In this study, seeds of pearl millet were artificially aged with the optimal sample volume of 60. In the germination test, the germination was decreased as the aging level increased. Moreover, at the point of 68.32%, there was a significant decrease with the unaged group. Similarly, the values of Ne, the number of alleles (Na), H and I had the same tendency with the germination rate. However, the values of Ne, H and I in 12 h were abnormally higher than 8 h, showing irregularity. This phenomenon might be caused by the fact that the pearl millet in this study is an open-pollinated cultivar and the small number of base pairs labeled by genomic-SSR markers or the inhomogeneous distribution of markers.

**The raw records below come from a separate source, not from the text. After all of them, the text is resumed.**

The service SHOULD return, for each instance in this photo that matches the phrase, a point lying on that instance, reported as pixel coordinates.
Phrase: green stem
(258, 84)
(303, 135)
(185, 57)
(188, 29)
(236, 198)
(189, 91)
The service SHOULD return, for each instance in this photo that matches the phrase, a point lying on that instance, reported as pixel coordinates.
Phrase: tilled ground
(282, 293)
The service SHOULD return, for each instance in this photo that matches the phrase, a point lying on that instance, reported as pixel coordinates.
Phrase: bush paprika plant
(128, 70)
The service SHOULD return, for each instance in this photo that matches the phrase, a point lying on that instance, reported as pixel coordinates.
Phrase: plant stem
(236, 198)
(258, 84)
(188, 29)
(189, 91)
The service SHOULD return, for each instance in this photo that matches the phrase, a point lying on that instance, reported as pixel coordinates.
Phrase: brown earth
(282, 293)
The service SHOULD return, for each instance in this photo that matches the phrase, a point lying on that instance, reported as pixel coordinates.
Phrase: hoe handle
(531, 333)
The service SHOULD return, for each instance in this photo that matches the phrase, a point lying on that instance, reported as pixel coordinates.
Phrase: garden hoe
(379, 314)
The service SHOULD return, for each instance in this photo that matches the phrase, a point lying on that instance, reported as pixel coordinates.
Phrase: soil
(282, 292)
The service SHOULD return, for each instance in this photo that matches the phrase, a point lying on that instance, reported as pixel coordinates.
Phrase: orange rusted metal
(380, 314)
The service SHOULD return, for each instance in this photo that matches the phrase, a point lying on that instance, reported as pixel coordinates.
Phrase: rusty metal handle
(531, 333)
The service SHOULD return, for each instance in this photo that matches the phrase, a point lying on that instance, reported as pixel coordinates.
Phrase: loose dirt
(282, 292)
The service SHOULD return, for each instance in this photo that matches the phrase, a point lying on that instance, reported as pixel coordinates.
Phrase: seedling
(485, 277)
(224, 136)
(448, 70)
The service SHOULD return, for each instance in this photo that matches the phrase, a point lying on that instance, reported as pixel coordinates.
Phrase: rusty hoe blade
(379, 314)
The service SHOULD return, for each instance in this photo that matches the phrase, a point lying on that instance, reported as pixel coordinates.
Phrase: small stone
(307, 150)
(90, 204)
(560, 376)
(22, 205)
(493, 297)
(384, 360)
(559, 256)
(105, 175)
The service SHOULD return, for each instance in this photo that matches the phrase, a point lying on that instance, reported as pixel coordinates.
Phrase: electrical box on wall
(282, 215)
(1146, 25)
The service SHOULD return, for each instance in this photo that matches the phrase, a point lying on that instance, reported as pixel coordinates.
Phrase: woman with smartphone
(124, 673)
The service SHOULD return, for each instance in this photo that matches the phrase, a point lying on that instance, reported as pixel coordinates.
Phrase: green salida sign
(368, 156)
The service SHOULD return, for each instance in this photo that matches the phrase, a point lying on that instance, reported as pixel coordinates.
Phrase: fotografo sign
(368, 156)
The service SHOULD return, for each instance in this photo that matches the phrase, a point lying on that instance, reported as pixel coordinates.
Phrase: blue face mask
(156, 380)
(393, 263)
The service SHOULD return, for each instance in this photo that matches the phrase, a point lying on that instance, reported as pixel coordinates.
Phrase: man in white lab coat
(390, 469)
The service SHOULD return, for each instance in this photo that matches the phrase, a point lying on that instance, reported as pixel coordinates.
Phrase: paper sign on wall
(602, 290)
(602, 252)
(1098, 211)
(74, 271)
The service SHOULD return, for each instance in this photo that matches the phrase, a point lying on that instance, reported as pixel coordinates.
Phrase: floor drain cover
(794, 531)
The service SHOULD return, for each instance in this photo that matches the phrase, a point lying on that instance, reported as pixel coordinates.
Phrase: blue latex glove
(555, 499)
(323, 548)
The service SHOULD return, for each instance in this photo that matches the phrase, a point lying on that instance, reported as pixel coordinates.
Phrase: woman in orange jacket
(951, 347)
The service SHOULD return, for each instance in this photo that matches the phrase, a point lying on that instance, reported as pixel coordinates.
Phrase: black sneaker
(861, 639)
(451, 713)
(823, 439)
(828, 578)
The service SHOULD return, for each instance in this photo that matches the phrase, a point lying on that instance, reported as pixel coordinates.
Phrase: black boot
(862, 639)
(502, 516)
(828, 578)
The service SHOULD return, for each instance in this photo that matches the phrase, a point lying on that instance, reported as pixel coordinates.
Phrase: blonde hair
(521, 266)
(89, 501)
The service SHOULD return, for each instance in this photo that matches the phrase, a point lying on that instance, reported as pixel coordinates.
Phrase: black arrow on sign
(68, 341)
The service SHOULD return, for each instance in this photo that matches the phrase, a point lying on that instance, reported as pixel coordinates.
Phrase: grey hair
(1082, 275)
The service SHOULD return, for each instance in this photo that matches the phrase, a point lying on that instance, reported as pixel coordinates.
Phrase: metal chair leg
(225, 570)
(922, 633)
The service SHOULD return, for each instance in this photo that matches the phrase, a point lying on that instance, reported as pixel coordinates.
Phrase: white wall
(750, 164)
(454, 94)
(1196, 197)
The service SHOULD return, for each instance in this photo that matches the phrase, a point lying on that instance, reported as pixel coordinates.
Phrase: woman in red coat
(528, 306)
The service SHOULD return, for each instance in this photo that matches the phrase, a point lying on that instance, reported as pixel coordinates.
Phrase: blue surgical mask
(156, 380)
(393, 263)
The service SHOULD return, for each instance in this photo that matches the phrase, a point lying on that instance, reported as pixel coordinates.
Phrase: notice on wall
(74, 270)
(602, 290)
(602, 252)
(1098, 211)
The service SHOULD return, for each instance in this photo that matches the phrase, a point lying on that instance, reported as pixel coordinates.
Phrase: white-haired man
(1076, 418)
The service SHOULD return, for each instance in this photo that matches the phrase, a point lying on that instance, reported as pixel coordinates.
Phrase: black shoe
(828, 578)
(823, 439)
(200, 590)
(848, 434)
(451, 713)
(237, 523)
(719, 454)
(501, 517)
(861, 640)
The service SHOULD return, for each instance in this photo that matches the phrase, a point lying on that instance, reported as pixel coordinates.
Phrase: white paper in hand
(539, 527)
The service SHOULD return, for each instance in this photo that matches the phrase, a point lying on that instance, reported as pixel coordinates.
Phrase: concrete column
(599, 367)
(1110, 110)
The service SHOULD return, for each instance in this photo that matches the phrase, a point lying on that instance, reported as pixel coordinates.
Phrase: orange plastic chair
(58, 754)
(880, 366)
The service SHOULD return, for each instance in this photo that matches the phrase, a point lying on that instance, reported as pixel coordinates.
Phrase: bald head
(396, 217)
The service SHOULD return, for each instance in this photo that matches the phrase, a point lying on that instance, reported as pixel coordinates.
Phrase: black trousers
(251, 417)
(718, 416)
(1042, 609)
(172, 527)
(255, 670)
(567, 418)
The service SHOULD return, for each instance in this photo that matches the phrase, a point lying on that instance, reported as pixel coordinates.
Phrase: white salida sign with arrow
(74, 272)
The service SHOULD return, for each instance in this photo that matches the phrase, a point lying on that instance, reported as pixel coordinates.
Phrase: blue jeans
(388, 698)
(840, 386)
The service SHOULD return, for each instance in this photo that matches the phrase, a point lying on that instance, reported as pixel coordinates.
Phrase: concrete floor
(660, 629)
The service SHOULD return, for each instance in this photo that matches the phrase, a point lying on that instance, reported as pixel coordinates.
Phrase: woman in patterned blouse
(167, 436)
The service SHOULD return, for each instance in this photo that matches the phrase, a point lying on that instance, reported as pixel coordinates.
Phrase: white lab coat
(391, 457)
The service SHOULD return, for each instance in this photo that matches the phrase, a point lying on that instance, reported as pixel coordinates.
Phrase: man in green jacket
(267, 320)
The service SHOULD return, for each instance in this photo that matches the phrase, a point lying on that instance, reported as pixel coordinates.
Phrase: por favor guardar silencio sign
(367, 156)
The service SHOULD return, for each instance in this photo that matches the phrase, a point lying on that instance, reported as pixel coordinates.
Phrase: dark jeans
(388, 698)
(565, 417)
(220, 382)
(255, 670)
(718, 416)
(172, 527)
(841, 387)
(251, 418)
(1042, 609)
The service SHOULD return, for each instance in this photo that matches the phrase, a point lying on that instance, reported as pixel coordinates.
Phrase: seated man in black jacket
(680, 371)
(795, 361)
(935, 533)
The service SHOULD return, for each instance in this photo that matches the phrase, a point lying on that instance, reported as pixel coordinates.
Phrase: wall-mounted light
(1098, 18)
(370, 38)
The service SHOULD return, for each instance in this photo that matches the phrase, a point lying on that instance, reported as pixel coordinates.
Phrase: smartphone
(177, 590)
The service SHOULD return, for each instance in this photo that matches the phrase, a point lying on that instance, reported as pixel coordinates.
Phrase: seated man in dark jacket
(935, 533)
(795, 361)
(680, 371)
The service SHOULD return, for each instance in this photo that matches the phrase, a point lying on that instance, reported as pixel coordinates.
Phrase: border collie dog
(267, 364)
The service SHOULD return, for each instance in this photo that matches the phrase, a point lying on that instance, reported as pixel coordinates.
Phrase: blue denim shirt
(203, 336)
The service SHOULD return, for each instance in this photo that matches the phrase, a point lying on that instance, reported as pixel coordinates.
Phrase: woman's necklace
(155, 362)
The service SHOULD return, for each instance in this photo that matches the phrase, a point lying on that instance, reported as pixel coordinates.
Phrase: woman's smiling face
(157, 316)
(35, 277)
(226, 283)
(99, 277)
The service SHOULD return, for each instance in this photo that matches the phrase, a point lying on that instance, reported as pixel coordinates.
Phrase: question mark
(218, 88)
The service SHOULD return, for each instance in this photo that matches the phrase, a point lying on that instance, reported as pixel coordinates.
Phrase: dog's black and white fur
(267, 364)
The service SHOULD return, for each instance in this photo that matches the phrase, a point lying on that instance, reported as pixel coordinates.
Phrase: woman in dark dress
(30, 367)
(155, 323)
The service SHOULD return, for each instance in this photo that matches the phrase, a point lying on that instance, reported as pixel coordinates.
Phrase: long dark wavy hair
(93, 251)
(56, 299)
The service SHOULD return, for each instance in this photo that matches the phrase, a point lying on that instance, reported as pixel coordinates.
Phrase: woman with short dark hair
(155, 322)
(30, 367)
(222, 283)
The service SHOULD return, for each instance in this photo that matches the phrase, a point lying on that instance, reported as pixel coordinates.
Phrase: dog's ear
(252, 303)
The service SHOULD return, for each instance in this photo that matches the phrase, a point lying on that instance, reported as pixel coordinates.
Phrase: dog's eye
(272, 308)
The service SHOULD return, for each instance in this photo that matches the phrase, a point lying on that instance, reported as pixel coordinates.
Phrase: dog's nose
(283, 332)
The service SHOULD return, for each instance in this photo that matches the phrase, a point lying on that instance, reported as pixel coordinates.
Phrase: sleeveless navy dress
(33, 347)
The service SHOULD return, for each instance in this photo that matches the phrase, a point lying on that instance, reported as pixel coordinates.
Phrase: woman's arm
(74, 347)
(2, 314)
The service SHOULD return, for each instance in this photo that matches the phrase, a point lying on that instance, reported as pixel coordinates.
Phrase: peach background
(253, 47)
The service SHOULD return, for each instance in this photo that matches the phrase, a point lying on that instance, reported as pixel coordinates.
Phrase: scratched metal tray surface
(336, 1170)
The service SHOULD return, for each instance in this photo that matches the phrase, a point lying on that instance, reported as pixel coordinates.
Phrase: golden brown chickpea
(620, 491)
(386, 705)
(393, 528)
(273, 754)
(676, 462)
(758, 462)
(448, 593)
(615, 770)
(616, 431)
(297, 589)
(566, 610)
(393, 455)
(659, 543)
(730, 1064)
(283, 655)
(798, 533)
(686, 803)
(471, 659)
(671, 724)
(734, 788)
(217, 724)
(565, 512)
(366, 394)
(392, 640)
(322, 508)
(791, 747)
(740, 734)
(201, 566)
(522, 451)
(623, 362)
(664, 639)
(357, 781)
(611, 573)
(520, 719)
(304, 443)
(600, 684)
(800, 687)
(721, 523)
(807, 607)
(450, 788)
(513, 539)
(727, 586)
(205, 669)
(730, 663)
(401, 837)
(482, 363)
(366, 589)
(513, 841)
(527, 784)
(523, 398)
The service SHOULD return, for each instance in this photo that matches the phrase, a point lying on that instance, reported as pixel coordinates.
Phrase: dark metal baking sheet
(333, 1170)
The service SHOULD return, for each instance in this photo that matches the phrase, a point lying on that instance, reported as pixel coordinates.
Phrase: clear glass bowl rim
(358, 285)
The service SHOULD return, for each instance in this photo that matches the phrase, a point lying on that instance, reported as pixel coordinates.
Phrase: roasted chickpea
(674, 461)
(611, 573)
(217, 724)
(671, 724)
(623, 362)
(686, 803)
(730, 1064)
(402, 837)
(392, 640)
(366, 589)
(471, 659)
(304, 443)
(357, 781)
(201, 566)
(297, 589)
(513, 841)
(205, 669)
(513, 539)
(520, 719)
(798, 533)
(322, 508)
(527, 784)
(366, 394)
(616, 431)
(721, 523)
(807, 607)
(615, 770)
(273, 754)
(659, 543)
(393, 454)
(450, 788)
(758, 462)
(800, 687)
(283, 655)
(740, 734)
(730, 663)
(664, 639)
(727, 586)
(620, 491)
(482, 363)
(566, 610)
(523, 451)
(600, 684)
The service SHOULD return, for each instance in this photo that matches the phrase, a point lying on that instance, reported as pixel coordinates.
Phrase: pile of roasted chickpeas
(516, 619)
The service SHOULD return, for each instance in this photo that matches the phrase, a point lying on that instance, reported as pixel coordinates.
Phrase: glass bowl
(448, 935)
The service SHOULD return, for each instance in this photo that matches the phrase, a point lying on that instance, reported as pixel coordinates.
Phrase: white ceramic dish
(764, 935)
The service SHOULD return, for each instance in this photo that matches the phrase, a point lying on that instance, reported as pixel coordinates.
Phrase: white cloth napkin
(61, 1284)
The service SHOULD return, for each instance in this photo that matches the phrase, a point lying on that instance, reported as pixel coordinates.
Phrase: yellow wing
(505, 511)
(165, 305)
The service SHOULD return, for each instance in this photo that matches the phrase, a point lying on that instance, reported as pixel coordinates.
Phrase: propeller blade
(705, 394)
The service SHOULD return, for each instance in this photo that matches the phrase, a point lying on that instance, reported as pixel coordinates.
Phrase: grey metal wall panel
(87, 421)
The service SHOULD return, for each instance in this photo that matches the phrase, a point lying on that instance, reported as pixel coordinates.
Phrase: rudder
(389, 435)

Owing to the age of seeds could cause the loss of genetic integrity and the reduction of yield. It is necessary to find out the critical point of germination to make sure the germplasm resources could be updated in time. At present, the critical point of germination rate is different around the world. For example, in India, the germination rate to renew germplasm resources is 75% [47], while Britain is 70% [48]. The United States does not update germplasm resources until the germination rate reduces to 50% [49]. Moreover, in China, the standard for regeneration germplasm resources is 60% according to the government documents made by the national forage seed bank [50]. In this research, the maximum germination rate with significant differences of the control group was 68.23%, which indicated that the germplasm resources of pearl millet should be updated when the germination rate decreased to 68.23%. Although 68.23% was significantly lower than the Chinese standard, the genetic integrity of pearl millet might have undergone at a higher germination rate. So, we still need to develop better molecular markers, detail the artificially accelerated aging gradient, use more advanced methods and do further analysis of genetic diversity parameters to get the precise critical point of renewal germplasm resources of pearl millet.